抗がん剤の副作用として多く見られるのは、体の痛みや手足の痺れ、はきけ、嘔吐、食欲不振、下痢、便秘、咳、息苦しい、 動悸などの神経障害、胃腸、呼吸、循環器機能障害の症状です。中医学の立場から見るとこれらの症状は、過酷な治療で 正気が大きく損傷されてきた症状です。

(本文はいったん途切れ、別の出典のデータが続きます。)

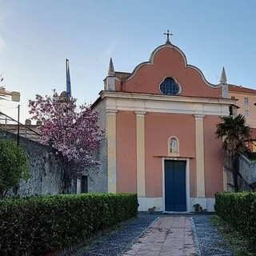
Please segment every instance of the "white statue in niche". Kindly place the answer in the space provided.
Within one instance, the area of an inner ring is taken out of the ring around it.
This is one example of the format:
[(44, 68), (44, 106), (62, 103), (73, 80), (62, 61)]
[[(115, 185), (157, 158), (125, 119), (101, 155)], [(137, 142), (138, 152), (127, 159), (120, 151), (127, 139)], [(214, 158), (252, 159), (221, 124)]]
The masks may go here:
[(172, 138), (170, 141), (170, 153), (177, 153), (177, 140), (175, 138)]

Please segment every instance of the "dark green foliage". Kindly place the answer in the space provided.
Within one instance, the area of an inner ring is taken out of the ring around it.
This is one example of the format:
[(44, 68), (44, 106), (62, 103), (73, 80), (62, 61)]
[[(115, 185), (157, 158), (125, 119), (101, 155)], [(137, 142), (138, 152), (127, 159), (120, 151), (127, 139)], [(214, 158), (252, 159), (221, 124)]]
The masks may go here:
[(239, 154), (249, 150), (246, 141), (250, 138), (250, 128), (246, 125), (245, 116), (241, 114), (236, 117), (222, 117), (221, 122), (216, 127), (216, 138), (223, 138), (223, 166), (226, 170), (232, 173), (234, 191), (238, 192)]
[(0, 138), (0, 199), (28, 177), (29, 164), (23, 148), (13, 140)]
[(217, 193), (217, 214), (256, 249), (256, 193)]
[(137, 215), (132, 194), (34, 196), (0, 201), (1, 255), (42, 255)]

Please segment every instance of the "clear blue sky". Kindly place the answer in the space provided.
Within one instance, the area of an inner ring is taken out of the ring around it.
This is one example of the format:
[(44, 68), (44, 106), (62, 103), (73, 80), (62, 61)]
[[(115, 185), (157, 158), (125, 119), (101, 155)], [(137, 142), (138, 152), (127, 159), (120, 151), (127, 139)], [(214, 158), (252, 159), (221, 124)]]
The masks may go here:
[[(163, 33), (211, 83), (222, 66), (228, 82), (256, 89), (255, 0), (0, 0), (0, 74), (21, 93), (21, 120), (36, 94), (66, 90), (70, 62), (72, 94), (93, 102), (113, 58), (131, 72), (165, 43)], [(17, 118), (16, 102), (0, 111)]]

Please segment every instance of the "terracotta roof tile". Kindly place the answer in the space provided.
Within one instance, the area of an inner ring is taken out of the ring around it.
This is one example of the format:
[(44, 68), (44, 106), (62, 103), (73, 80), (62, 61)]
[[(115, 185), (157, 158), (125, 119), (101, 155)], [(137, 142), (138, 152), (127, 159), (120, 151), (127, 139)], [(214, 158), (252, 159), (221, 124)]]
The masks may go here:
[(229, 84), (229, 91), (236, 91), (247, 94), (256, 94), (256, 90), (243, 87), (242, 86), (230, 85)]
[(115, 71), (114, 76), (120, 79), (126, 79), (130, 77), (131, 73)]

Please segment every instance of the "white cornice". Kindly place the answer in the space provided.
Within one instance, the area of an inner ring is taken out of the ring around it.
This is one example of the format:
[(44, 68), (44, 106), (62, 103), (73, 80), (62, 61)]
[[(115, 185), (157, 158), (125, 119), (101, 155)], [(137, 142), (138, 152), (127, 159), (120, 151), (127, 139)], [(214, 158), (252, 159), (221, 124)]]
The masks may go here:
[(236, 100), (231, 98), (170, 96), (102, 91), (106, 110), (175, 113), (187, 114), (228, 115), (229, 106)]

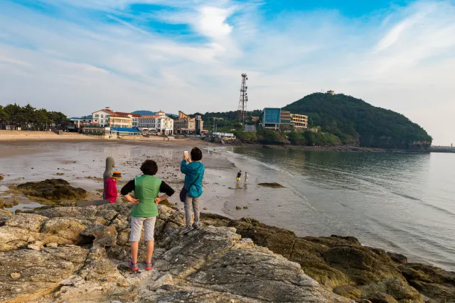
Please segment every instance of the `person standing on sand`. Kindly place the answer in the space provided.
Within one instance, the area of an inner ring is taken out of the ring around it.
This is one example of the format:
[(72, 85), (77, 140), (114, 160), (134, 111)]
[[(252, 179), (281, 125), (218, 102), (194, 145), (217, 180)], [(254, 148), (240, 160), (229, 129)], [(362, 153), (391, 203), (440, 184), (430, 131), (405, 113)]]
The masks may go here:
[(106, 158), (106, 169), (105, 170), (105, 172), (102, 174), (102, 184), (103, 184), (103, 191), (102, 191), (102, 199), (107, 200), (105, 194), (106, 194), (106, 180), (107, 178), (110, 178), (112, 175), (112, 172), (114, 172), (114, 167), (115, 167), (115, 162), (114, 161), (114, 158), (112, 157), (107, 157)]
[[(185, 174), (183, 187), (188, 189), (185, 198), (185, 221), (186, 223), (182, 234), (188, 233), (193, 229), (199, 229), (199, 198), (202, 196), (202, 180), (204, 178), (205, 167), (200, 161), (202, 160), (202, 151), (194, 148), (191, 150), (191, 158), (186, 158), (180, 165), (180, 170)], [(194, 220), (191, 225), (191, 206), (194, 212)]]
[[(154, 254), (155, 222), (158, 216), (156, 205), (174, 193), (174, 190), (164, 181), (155, 177), (158, 165), (153, 160), (146, 160), (141, 165), (141, 171), (144, 175), (129, 181), (121, 190), (127, 200), (134, 204), (131, 211), (131, 262), (128, 265), (134, 272), (139, 270), (137, 253), (143, 226), (147, 254), (145, 270), (153, 269), (151, 256)], [(132, 191), (134, 191), (134, 198), (129, 195)], [(165, 194), (159, 197), (160, 192)]]
[(106, 179), (105, 184), (105, 199), (111, 204), (115, 203), (119, 194), (117, 192), (117, 181), (122, 179), (120, 172), (114, 172), (112, 177)]
[(237, 186), (240, 186), (240, 181), (242, 180), (242, 170), (237, 173)]

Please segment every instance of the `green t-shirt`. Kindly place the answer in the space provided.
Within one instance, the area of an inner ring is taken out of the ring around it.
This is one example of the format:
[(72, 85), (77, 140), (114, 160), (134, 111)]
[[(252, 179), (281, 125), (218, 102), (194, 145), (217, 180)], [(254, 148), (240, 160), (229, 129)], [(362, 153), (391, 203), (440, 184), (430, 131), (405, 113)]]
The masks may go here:
[(133, 206), (131, 216), (148, 218), (158, 216), (155, 198), (159, 194), (161, 180), (149, 175), (134, 178), (134, 197), (139, 203)]

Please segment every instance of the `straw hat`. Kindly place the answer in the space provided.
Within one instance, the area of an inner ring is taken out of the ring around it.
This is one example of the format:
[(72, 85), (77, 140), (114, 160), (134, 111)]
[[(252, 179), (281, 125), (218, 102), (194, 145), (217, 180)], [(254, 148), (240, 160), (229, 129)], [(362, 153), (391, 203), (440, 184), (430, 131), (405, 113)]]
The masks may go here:
[(122, 179), (122, 172), (119, 172), (118, 170), (114, 172), (114, 173), (112, 174), (112, 177), (116, 179)]

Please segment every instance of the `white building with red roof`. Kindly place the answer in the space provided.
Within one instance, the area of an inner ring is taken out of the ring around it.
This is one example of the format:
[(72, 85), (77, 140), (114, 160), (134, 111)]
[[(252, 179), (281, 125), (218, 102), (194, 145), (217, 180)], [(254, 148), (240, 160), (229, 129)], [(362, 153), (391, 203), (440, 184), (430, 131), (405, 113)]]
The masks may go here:
[(156, 115), (142, 116), (139, 118), (140, 131), (155, 131), (163, 135), (173, 133), (173, 119), (166, 116), (164, 111), (159, 111)]
[(92, 123), (100, 126), (109, 126), (109, 118), (114, 114), (109, 107), (94, 111), (92, 113)]
[[(113, 117), (116, 117), (115, 121), (112, 120)], [(114, 111), (109, 107), (106, 107), (92, 113), (92, 123), (102, 127), (112, 126), (116, 126), (114, 127), (138, 127), (140, 117), (141, 115), (137, 114)], [(119, 119), (119, 118), (129, 118), (131, 123), (127, 121), (127, 119)]]

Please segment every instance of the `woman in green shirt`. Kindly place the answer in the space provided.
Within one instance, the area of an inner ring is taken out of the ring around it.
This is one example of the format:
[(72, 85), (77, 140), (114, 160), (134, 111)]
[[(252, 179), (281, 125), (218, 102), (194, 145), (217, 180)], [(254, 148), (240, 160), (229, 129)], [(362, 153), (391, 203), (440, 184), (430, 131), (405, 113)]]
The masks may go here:
[[(146, 270), (151, 270), (154, 254), (154, 231), (158, 216), (158, 204), (168, 199), (174, 193), (174, 190), (161, 179), (155, 177), (158, 172), (158, 165), (153, 160), (146, 160), (141, 166), (144, 175), (129, 181), (121, 190), (122, 194), (134, 204), (131, 211), (131, 262), (129, 268), (133, 271), (139, 270), (137, 266), (137, 253), (141, 240), (142, 227), (144, 226), (145, 241), (146, 243), (147, 258), (145, 261)], [(129, 193), (134, 191), (134, 198)], [(165, 194), (158, 197), (160, 192)]]

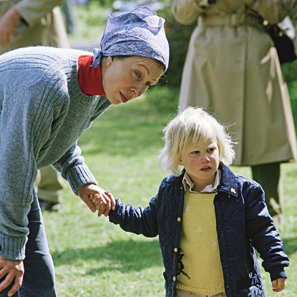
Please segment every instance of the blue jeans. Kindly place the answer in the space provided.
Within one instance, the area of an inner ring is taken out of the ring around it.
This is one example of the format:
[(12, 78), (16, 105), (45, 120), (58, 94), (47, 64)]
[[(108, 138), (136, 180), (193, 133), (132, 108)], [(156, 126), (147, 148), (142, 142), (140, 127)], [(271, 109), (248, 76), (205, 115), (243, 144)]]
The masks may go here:
[[(28, 216), (29, 233), (23, 261), (25, 273), (22, 286), (13, 296), (56, 297), (54, 263), (49, 251), (37, 197), (33, 192), (34, 198)], [(7, 297), (13, 284), (0, 292), (0, 297)]]

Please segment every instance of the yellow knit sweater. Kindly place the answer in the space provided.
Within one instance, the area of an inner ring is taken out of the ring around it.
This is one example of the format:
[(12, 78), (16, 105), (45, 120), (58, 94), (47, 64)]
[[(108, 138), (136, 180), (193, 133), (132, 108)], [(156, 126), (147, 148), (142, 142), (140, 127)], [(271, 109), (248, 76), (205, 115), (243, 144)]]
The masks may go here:
[(215, 195), (185, 193), (178, 289), (210, 295), (225, 291), (213, 204)]

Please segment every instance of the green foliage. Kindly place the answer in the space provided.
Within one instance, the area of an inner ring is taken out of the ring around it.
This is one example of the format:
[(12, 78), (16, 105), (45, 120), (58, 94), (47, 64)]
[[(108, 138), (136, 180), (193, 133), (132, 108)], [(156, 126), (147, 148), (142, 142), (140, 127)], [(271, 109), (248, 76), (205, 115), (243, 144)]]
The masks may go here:
[(284, 80), (288, 85), (295, 127), (297, 127), (297, 60), (282, 66)]

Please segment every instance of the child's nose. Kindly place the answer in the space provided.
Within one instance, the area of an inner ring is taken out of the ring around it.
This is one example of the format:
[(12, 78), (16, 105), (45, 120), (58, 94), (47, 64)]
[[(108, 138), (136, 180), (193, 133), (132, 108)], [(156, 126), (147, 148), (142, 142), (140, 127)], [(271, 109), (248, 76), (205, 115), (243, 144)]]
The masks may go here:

正気というのは、体の本来の機能や免疫力、治癒力を支える主要なもので、 気血、津液、精気からなる物です。治療として、漢方、鍼灸をはじめ、いかに正気を回復させ衰えた働きを正常にするかが 治療の目的あるいは目標になります。
鍼灸治療には補穴の使用がポイント
補穴の使用と同時に、正気損傷による気血不通の症状を改善し気血の流れを促す行気活血穴、また各症状に対応する治療穴も 併用されます。一般的に知られる補穴は、足三里、関元、気海、命門、背兪(心、肺、肝、脾、腎兪)、百会などがあります。 これらの穴の治療で体力の増強、食欲の回復、良質な睡眠、白血球増加、貧血改善などの臨床結果が得られています。 気血の流れを良くする穴として、期門、陽陵泉、膻中、太衝、血海、膈兪。また各症状に対応する穴として、食欲不振、吐き気には、 内関、中脘、足三里。下痢、便秘には、天枢、上巨虚、支溝、曲池。咳、息苦しいには、尺沢、太淵、中府。動悸、息切れには、 内関、間使など。不眠や不安などの精神症状には、神門、神庭、四神聡、百会。つまり本治法と標治法を併行します。 がん治療に様々な症状の緩和や生活の質の改善、免疫の向上などに鍼灸の効果が発揮できます。